2021年10月1日現在の岩手県の人口は約119.6万人(推計人口)であり、47都道府県のうち32位(2021年1月1日現在)です。「岩手県人口ビジョン(2020年3月改訂)」によると、岩手県の人口は1997年以降、減少し続けています。なお、日本全体のピークは2008年です(推計人口)。国立社会保障・人口問題研究所の2018年時点の推計によれば、岩手県の人口は現状のままでは2045年には約88.5万人まで減少するとされています。
2021年10月1日現在における65歳以上の高齢者人口は約40.6万人で、高齢化率は34.3%です。2020年10月現在の日本全体の高齢化率は28.8%であることから、岩手県の高齢化率は日本全体を上回っていると言えます。多くの地方自治体と同様に高齢者の人口は増加しており、今後も高齢化が進んでいくことが予想されます。
健康寿命とは、2000年に世界保健機関(WHO)が提唱した指標で、平均寿命から寝たきりや認知症など介護状態の期間を差し引いた期間を指します。日常生活に制限のない、自立した状態で過ごせる期間と言えます。

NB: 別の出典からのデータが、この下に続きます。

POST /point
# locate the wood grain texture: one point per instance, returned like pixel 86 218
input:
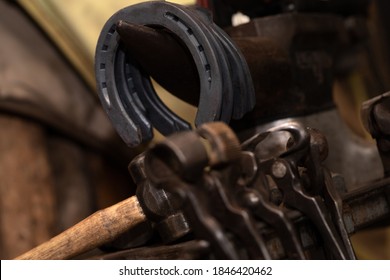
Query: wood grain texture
pixel 99 228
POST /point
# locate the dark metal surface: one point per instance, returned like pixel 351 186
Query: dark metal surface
pixel 125 90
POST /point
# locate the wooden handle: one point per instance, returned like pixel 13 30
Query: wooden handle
pixel 96 230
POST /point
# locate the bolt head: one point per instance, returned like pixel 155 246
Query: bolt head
pixel 279 169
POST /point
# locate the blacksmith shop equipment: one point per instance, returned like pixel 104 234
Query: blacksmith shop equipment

下記は、2016年における岩手県の健康寿命と「日常生活に制限のある期間の平均」です(カッコ内は全国平均)。日常生活に制限のある期間が長くなるほど医療費や介護費がふくらみ、公費負担が増大する要因になります。
健康寿命※2016年 | 日常生活に制限のある期間の平均※2016年 | 【参考】平均寿命※2015年 | |
---|---|---|---|
男性 | 71.85歳(72.14歳) | 8.10年(8.84年) | 79.9歳(80.8歳) |
女性 | 74.46歳(74.79歳) | 11.90年(12.34年) | 86.5歳(87.0歳) |
2016年現在の岩手県の健康寿命は、男性71.85歳、女性74.46歳で、これは47都道府県のうち男性28位、女性34位です。「日常生活に制限のある期間の平均」は男女ともに全国平均より短い一方で、健康寿命と平均寿命が全国平均を下回っています。このことから、岩手県民は全国平均よりやや早世の傾向にあるため、健康寿命と日常生活に制限のある期間も短いと推察できます。

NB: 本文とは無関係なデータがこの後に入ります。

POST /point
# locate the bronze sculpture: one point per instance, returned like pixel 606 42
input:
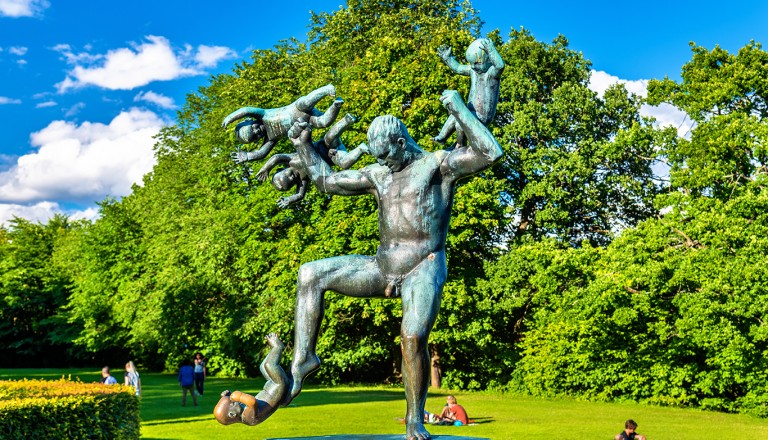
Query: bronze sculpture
pixel 484 70
pixel 330 148
pixel 274 123
pixel 414 191
pixel 240 407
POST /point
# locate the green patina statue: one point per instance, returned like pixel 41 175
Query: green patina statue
pixel 414 190
pixel 273 124
pixel 484 71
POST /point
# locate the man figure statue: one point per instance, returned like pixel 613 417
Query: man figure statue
pixel 414 190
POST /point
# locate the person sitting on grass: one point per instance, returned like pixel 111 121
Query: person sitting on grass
pixel 629 432
pixel 454 413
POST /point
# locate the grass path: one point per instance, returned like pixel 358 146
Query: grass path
pixel 374 410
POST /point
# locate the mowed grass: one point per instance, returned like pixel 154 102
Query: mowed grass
pixel 324 411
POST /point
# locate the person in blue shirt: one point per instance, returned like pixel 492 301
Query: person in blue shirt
pixel 187 382
pixel 629 432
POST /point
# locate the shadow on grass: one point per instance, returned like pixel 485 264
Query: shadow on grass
pixel 162 397
pixel 481 420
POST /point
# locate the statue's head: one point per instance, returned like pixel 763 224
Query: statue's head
pixel 477 57
pixel 388 142
pixel 284 179
pixel 249 131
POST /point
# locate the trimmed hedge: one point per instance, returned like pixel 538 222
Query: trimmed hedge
pixel 32 409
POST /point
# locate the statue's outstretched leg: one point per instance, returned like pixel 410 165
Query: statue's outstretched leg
pixel 421 293
pixel 309 315
pixel 307 102
pixel 352 275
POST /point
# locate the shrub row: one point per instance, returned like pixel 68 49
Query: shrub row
pixel 66 409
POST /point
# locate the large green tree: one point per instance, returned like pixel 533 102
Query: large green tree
pixel 673 311
pixel 208 262
pixel 33 328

「健康いわて21プラン(第2次)」では、健康寿命の延伸と脳卒中死亡率全国ワースト1位からの脱却を全体目標に掲げて、県民が健康でいきいきと暮らす社会の実現を目指しています。
1981年以降、日本人の死因の第1位はがんです。以降、生活習慣病を主因とする疾患が上位を占めています。生活習慣病とは、生活習慣(食、運動、喫煙、飲酒等)が影響する一部のがんや心臓病(心疾患)、脳卒中(脳血管疾患)、糖尿病などを指します。人口動態調査によると、岩手県と日本全体の死因とその割合は下記のようになっています。

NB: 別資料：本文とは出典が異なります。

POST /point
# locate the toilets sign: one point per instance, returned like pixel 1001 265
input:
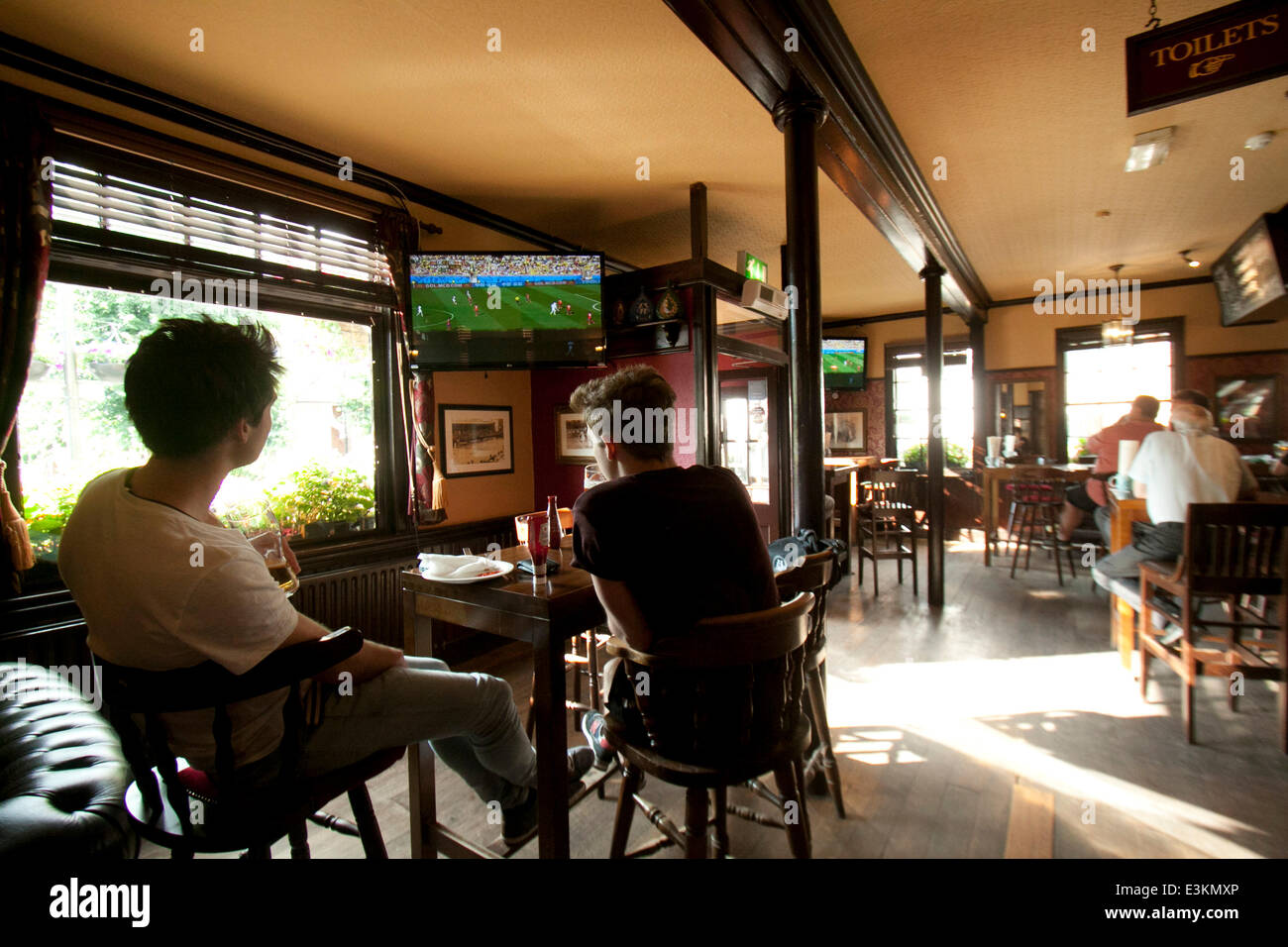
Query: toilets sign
pixel 1222 50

1位 | 2位 | 3位 | 4位 | 5位 | |
---|---|---|---|---|---|
岩手県※2019年 | 悪性新生物(がん)25.1% | 心疾患16.3% | 脳血管疾患10.9% | 老衰9.6% | 肺炎6.2% |
日本全体※2019年 | 悪性新生物(がん)27.3% | 心疾患15.0% | 老衰8.8% | 脳血管疾患7.7% | 肺炎6.9% |
岩手県の死因割合をみると、脳血管疾患で亡くなる割合が日本全体より3.2ポイント高くなっています。岩手県では、2015年の脳卒中死亡率が男性は全国ワースト1位、女性が全国ワースト3位となっていることからも、脳卒中による死亡率の高さが課題であると言えます。一方、がんの割合は日本全体を2.2ポイント下回っています。しかしながら、生活習慣病による三大疾病(がん・心疾患・脳血管疾患)の割合は日本全体が50.0%であるのに対し、岩手県では52.3%を占めており、健康寿命延伸のためには生活習慣病の予防が重要と言えます。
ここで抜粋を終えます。